3. Disconnect and remove the VVT solenoid
In order to disconnect the variable valve timing solenoid, you need to detach the electrical harness connection simply by pulling it off.
Then, you will find a bolt holding the solenoid in place. Usually, the size of the bold holding the VVT solenoid is 10mm. However, the size might vary depending on your car’s make and model.
Grab the appropriate socket and remove the bolt. Then, loosen the solenoid by turning it left and right and then pull it out. The VVT solenoid might be a little bit hard to be removed because of a rubber seal that is preventing oil to leak out.
4. Spray it down with mass airflow sensor cleaner
With your gloves and safety goggles on, grab the variable valve timing solenoid and wipe it with a clean towel. Then, spray the solenoid down with the mass airflow sensor.
Make sure that you spray the cleaner in all of the holes. Repeat spraying until there is no gunk or dirt coming out. In order to really clean the solenoid well, you will have to connect it to a battery and make it open and close.
So, grab two alligator clip test leads and attach them to the electrical connection of the variable valve timing solenoid. Make sure that the positive and negative are not touching. Then, connect the other end of the alligator clips to a car battery to make the solenoid open and close.

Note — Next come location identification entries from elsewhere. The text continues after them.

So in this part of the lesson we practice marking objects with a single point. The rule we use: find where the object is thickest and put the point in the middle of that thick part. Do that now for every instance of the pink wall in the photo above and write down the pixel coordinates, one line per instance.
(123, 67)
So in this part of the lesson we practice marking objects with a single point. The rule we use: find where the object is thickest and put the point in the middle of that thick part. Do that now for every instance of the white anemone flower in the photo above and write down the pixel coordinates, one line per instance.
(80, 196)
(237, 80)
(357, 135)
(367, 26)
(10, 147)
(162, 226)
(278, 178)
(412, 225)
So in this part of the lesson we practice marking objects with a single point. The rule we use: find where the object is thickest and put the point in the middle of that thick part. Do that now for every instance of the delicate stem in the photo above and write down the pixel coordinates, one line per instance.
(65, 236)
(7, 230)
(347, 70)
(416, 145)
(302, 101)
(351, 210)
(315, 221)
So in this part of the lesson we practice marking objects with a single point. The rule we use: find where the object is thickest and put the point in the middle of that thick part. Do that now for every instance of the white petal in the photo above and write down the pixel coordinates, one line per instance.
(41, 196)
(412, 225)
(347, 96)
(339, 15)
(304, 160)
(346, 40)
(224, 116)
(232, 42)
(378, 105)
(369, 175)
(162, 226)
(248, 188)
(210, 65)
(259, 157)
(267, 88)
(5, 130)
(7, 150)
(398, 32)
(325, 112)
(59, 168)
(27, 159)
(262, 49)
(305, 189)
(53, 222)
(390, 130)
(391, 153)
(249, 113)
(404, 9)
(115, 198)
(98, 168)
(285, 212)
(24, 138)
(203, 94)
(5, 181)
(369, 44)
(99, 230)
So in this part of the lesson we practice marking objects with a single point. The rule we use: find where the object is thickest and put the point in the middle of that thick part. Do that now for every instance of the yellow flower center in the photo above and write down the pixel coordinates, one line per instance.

5. Let the VVT solenoid dry
Once the variable valve timing solenoid has been cleaned and wiped, you need to let it dry before installing it. The mass airflow sensor cleaner cleans out pretty quickly. However, if you used WD40 or a valve cleaner, you might have to wait a little bit longer.
6. Test the variable valve timing solenoid
After cleaning and drying the variable valve timing solenoid, you should perform a test. You can either manually move it or verify that the solenoid is moving freely. Or, you can test it using two alligator clips and a battery.
7. Reinstall the variable valve timing solenoid
After you verified that the variable valve timing solenoid is working properly, you need to reinstall it. Put the solenoid back in place and reinstall the bolt. Then, reattach the electrical harness.
8. Delete any error codes
A dirty or faulty variable valve timing solenoid can give out many error codes and a check engine light. So, after you are done with the cleaning and you have verified that the VVT solenoid works fine, it is time to connect your vehicle to a diagnostic tool and delete the error codes. If you don’t have a diagnostic tool, you can order one on amazon.com.
If the variable valve timing solenoid is bad on your vehicle, follow the step-by-step guide provided above and try to see if cleaning the VVT solenoid will solve your problem.
However, if after you cleaned the solenoid, the vehicle is still running poorly, it’s best if you go ahead and replace the solenoid with a new one.